I will be honest and say that before I had ever handled a raptor I wondered if I would feel an urge to pet it or scritch it as I might do with a dog or a parrot.  Interestingly, the moment I held a raptor, a Great Horned Owl, for the first time, that thought did not come into my mind and it never has with any raptors I have held. I knew, instinctively, that to try to touch him would be incredibly aversive to him, not to mention extremely disrespectful.  He is a wild animal, he is not a pet, he is not interesting in cuddling or being touched and he is being patient and tolerant enough to allow me the privilege of holding him on my fist.  It isn't only that they are wild and wouldn't want to be touched, they aren't really interested in me at all, let alone a relationship with me.  For the most part, they really aren't interested in a relationship with their own species, let alone a human.

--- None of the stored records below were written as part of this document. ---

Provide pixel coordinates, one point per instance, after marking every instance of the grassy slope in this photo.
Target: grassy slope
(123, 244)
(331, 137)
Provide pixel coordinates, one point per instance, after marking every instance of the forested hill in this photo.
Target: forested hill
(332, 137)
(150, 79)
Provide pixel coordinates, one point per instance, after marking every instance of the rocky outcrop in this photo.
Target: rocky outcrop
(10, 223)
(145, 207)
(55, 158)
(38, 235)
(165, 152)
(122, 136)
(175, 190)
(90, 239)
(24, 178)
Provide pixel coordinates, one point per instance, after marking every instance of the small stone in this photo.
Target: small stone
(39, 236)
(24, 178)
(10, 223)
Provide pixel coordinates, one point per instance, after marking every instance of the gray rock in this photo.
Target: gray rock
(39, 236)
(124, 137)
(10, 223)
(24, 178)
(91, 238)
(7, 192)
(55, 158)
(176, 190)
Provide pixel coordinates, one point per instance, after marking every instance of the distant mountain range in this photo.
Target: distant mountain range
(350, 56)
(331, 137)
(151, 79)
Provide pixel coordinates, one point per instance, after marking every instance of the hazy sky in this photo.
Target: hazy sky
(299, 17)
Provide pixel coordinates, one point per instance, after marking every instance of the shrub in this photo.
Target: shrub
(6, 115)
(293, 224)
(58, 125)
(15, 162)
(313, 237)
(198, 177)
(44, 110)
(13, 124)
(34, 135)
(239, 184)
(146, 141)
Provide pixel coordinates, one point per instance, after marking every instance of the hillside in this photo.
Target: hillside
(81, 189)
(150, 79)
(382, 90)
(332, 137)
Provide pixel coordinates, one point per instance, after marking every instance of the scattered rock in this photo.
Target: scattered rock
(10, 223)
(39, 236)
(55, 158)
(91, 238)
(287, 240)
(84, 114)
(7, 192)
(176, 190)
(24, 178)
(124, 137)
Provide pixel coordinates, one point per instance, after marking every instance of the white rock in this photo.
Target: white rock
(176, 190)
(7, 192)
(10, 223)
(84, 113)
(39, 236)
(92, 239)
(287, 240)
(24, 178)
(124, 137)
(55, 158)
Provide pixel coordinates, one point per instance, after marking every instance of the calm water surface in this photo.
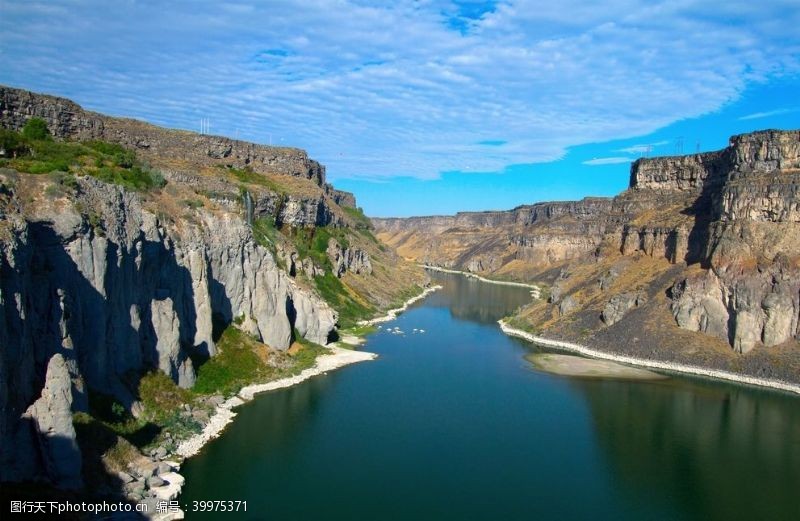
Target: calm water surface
(453, 424)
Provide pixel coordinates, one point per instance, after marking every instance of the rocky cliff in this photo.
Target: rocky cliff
(104, 279)
(706, 243)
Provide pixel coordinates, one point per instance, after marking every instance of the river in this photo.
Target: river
(454, 424)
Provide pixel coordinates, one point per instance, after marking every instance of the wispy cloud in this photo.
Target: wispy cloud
(643, 147)
(607, 161)
(767, 114)
(402, 88)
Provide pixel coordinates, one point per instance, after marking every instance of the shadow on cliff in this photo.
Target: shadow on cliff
(704, 210)
(65, 313)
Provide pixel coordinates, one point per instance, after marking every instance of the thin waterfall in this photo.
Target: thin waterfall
(248, 205)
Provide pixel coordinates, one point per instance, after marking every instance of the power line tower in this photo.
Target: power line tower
(679, 145)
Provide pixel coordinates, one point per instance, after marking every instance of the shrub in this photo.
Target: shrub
(11, 143)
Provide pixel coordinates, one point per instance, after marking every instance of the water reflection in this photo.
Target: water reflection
(720, 452)
(471, 299)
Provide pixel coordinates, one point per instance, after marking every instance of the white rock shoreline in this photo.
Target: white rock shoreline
(651, 364)
(392, 313)
(224, 413)
(535, 290)
(339, 357)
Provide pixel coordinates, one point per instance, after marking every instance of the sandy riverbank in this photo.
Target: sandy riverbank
(579, 367)
(652, 364)
(535, 290)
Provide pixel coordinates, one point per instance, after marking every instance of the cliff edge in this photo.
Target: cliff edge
(697, 262)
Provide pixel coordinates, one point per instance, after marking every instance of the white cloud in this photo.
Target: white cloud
(642, 148)
(607, 161)
(767, 114)
(403, 88)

There are some raptors that are more social, for instance Turkey Vultures.  Harris Hawks are also known to be somewhat social as well.  But, the raptors I work with are not social and frankly and they don't have an innate desire to "be with me" or "connect with me".

No snuggling with this guy!

This is a huge shift in thinking and learning for me.  When working with them, the idea is to develop a relationship with them based on trust and respect.  The birds I work with are really trained just to be handled, not to do things or to perform.  I have realized early on that if I need or want them to "love" or even "like" me, I am likely to have my heart broken because it just isn't who they are.  Asking any animal to be someone he isn't or isn't capable of being is not fair and it is likely going to create a lot of frustration for both the animal and the human.  It doesn't mean that they are mean, ornery, stubborn or nasty, they are simply solitary and part of being good with them and for them is to accept that and accept them for who they are.  And to appreciate what they can offer me and what they are willing to offer me which is a mutually cooperative partnership.  I am more than happy to accept them just the way they are and grateful for the opportunity to be this close to them.